Она обнимает меня, закрывает глаза.
Я украдкой вздыхаю. Нет, сегодня ей тоже ничего не скажу.
С утра принимаюсь за очерк. Спал я всего какой-нибудь час, но голова ясная, пишется легко, страницы так и летят…
Вот уже написана глава об освобождении. Кажется, она получилась неплохо. Правда, есть золотое правило — его любит повторять наш редактор: качество работы адекватно количеству вложенного труда. Я просматриваю написанное еще раз. Все на месте! У творчества свои законы, оно держится на вдохновении, иной раз хоть сутки сиди — удачного слова не выдавишь. Сколько прекрасных вещей написал Пушкин за одну только болдинскую осень! А Мицкевич! А Лопе де Вега, который создавал свои пьесы в течение двух-трех дней!

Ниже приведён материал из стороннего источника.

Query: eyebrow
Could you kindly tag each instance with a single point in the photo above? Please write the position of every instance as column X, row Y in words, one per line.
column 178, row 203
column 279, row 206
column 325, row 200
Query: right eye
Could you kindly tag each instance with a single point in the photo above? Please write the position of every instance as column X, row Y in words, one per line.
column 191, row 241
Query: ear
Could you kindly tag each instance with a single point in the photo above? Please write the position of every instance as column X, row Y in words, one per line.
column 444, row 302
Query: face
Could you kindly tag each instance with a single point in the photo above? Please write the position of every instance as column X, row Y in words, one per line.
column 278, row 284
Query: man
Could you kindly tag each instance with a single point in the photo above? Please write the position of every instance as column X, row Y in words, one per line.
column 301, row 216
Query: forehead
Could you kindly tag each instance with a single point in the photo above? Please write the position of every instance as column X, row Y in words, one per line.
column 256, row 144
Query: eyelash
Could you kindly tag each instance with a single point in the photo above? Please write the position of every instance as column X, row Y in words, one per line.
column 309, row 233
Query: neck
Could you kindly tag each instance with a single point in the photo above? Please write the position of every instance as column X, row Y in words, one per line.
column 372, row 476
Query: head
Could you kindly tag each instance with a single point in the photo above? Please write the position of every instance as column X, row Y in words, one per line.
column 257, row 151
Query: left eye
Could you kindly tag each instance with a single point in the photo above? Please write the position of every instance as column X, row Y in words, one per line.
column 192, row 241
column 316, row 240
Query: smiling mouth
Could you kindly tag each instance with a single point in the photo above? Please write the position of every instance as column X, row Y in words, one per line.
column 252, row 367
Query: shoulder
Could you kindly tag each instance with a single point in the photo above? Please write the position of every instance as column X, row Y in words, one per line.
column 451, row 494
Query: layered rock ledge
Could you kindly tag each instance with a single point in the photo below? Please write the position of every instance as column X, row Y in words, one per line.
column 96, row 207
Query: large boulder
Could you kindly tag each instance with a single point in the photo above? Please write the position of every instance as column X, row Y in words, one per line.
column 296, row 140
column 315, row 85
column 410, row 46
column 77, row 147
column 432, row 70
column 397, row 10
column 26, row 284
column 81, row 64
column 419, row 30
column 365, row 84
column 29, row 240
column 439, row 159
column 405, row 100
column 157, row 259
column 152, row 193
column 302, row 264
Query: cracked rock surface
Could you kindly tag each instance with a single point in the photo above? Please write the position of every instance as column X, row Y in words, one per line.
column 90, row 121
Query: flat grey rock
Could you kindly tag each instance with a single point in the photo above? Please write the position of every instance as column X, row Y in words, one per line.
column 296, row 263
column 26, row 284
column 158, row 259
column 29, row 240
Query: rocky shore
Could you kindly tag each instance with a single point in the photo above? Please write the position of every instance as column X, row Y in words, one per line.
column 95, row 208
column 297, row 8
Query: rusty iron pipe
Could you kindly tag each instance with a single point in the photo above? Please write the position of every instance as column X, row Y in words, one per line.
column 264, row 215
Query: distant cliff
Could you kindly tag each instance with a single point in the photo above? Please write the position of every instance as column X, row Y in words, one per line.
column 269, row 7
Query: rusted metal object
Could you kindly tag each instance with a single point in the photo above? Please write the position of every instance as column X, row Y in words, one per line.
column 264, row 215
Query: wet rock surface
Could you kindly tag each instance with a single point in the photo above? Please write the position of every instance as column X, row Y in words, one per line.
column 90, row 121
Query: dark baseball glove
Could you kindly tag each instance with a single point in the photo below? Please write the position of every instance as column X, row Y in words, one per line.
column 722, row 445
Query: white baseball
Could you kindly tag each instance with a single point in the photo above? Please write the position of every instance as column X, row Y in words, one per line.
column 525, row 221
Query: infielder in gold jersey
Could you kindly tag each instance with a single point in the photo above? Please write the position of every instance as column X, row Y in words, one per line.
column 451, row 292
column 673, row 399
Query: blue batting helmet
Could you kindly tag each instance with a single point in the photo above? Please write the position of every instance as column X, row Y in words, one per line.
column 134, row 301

Великие примеры воодушевляют меня. Я еще в школе увлекался литературой, мои сочинения хвалили учителя. Лет в пятнадцать мои стихи напечатали в местном литературном сборнике, и я, вообразив себя «писателем», забросил учебу. Мать не чаяла во мне души, собирала все мои черновики и прятала в заветный уголок в шкафу. Отцу тоже было приятно, что у его сына «талант», но все же он иногда порол меня за невыученные уроки.